You can keep your sleek Apple, Sony, Toshiba, Dell and HP computers - I want a Dragon 32 microcomputer with a chunky keyboard and futuristic red dragon motif. Launched in August 1982 the Dragon has come to be regarded as Wales's only ever genuine home computer. The company behind the project - Dragon Data Ltd of Port Talbot - was hoping to cash in on the domestic computer boom of the era. Costing £175 the Dragon was aimed at adults and kids alike. Initial sales were promising with over 40,000 units sold within its first year mainly through Dixons and Boots the Chemist. Other outlets included Merthyr Micros and Cwmbran Computer Centre. Punters were kept up-to-date with product developments via house magazine Dragon User. The Dragon's main plus point was that it had more raw computational power than many of its rivals. Its multi-port functionality also made it popular with hobbyists, as did its spacious motherboard which proved ideal for home modification.
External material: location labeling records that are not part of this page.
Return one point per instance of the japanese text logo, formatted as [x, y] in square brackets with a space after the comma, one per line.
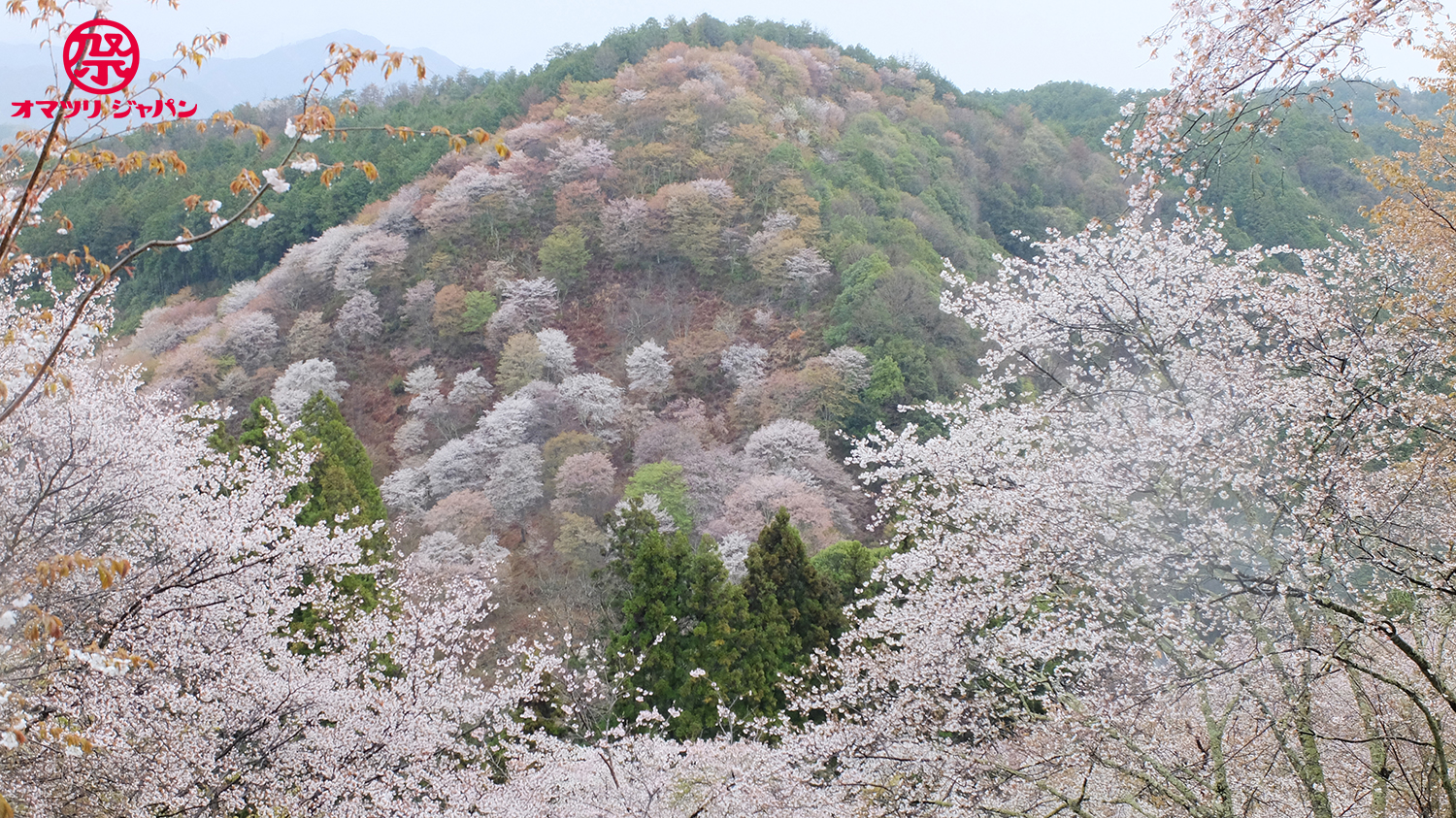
[101, 55]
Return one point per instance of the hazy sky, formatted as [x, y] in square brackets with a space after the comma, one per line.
[977, 44]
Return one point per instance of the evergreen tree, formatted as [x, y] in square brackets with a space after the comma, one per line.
[338, 482]
[792, 611]
[341, 477]
[716, 614]
[649, 642]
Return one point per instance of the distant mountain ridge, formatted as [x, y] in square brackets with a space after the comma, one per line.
[223, 82]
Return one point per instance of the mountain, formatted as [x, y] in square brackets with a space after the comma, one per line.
[224, 82]
[711, 259]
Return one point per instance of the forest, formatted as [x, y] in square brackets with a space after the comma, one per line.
[718, 419]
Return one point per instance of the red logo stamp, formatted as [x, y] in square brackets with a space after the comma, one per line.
[101, 55]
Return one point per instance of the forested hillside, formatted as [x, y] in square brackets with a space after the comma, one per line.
[707, 246]
[748, 425]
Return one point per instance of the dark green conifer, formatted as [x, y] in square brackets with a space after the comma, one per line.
[792, 611]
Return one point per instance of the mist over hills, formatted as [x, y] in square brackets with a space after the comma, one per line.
[223, 82]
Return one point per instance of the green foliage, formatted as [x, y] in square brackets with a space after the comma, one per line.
[666, 480]
[849, 567]
[680, 629]
[521, 361]
[792, 611]
[478, 311]
[337, 485]
[564, 256]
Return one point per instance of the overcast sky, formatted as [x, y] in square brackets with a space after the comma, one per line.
[977, 44]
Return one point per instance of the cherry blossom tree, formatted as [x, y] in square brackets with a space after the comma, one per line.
[585, 485]
[561, 355]
[305, 378]
[745, 364]
[308, 337]
[252, 338]
[515, 482]
[70, 148]
[649, 369]
[596, 399]
[358, 317]
[146, 661]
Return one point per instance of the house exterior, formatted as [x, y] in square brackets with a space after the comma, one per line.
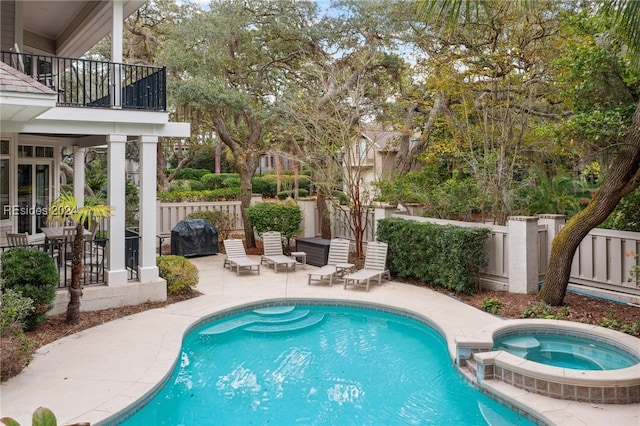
[51, 99]
[370, 159]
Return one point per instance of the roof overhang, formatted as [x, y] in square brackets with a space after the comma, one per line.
[23, 107]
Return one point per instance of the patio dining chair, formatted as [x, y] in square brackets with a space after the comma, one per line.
[374, 266]
[237, 258]
[17, 239]
[338, 256]
[273, 254]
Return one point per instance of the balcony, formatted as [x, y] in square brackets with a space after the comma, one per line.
[84, 83]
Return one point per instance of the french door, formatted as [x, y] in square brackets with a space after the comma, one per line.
[34, 196]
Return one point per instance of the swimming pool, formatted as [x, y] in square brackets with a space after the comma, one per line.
[317, 365]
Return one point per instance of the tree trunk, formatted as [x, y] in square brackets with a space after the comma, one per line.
[75, 289]
[623, 178]
[218, 156]
[323, 213]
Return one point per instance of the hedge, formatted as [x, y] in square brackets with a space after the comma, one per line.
[447, 256]
[222, 194]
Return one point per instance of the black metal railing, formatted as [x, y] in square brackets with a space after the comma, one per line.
[132, 251]
[93, 83]
[93, 260]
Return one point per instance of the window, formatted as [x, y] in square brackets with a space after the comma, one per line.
[4, 179]
[4, 189]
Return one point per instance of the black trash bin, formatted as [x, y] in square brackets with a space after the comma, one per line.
[194, 237]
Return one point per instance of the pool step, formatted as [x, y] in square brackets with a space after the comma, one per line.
[276, 317]
[276, 327]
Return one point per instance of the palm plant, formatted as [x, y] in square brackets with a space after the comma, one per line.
[65, 208]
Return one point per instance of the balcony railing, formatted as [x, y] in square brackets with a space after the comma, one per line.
[95, 84]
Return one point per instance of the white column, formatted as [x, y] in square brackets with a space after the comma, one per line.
[117, 19]
[116, 183]
[523, 254]
[147, 269]
[78, 175]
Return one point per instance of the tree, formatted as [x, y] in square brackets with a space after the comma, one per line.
[63, 208]
[624, 174]
[235, 60]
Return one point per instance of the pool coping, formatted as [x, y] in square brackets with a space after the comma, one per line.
[94, 374]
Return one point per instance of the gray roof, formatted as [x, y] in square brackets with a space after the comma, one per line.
[12, 80]
[382, 138]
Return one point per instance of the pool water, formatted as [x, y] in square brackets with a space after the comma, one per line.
[566, 351]
[318, 365]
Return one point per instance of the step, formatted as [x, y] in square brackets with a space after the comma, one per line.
[521, 343]
[272, 318]
[274, 310]
[308, 321]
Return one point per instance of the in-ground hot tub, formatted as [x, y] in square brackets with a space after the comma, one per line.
[579, 363]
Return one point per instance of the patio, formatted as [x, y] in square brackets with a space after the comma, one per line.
[94, 374]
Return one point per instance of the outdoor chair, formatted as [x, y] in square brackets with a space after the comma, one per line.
[374, 266]
[338, 260]
[19, 239]
[273, 254]
[237, 258]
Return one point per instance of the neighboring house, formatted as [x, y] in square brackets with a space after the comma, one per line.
[50, 99]
[371, 158]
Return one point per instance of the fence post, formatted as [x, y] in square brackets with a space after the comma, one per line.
[308, 208]
[256, 198]
[523, 254]
[379, 213]
[554, 223]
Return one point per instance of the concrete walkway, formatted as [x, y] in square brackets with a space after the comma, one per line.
[94, 374]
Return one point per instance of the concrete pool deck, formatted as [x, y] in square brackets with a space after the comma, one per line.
[94, 374]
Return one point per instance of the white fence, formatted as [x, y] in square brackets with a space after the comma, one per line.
[603, 259]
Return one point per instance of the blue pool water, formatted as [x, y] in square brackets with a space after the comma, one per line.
[318, 365]
[573, 352]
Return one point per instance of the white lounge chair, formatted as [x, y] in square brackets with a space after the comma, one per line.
[338, 258]
[374, 266]
[273, 254]
[237, 258]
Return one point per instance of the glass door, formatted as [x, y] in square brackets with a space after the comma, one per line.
[33, 196]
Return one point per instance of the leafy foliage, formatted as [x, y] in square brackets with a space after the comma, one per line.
[284, 217]
[33, 274]
[222, 194]
[14, 309]
[179, 272]
[491, 305]
[448, 256]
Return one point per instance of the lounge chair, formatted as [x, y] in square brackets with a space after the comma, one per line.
[374, 266]
[273, 255]
[338, 255]
[237, 258]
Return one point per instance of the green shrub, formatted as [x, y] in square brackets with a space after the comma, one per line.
[289, 194]
[215, 180]
[231, 182]
[284, 217]
[222, 194]
[491, 305]
[33, 274]
[217, 218]
[448, 256]
[264, 186]
[14, 309]
[179, 272]
[191, 174]
[186, 185]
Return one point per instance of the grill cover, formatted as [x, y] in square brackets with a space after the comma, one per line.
[194, 237]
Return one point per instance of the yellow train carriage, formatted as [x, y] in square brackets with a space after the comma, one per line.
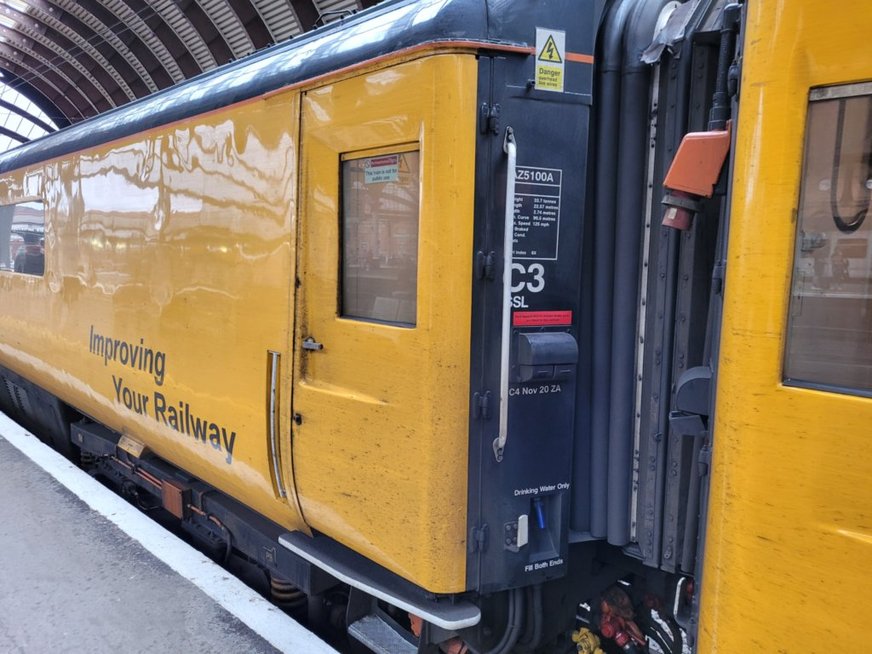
[791, 499]
[389, 313]
[167, 298]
In addition it was great for playing games such as Donkey King. But the Dragon also had fatal weaknesses. Its graphical capabilities were inferior to those of its competitors; even worse it struggled to display lower-case letters. These limitations excluded it from the increasingly lucrative office and educational markets. Although a Dragon 64 model was launched it was quickly outstripped by the likes of Commodore, Spectrum, Acorn and Atari and in June '84 Dragon Data Ltd went bankrupt and collapsed. Dragon was eventually taken over by GEC and thereafter ceased to be a Welsh company.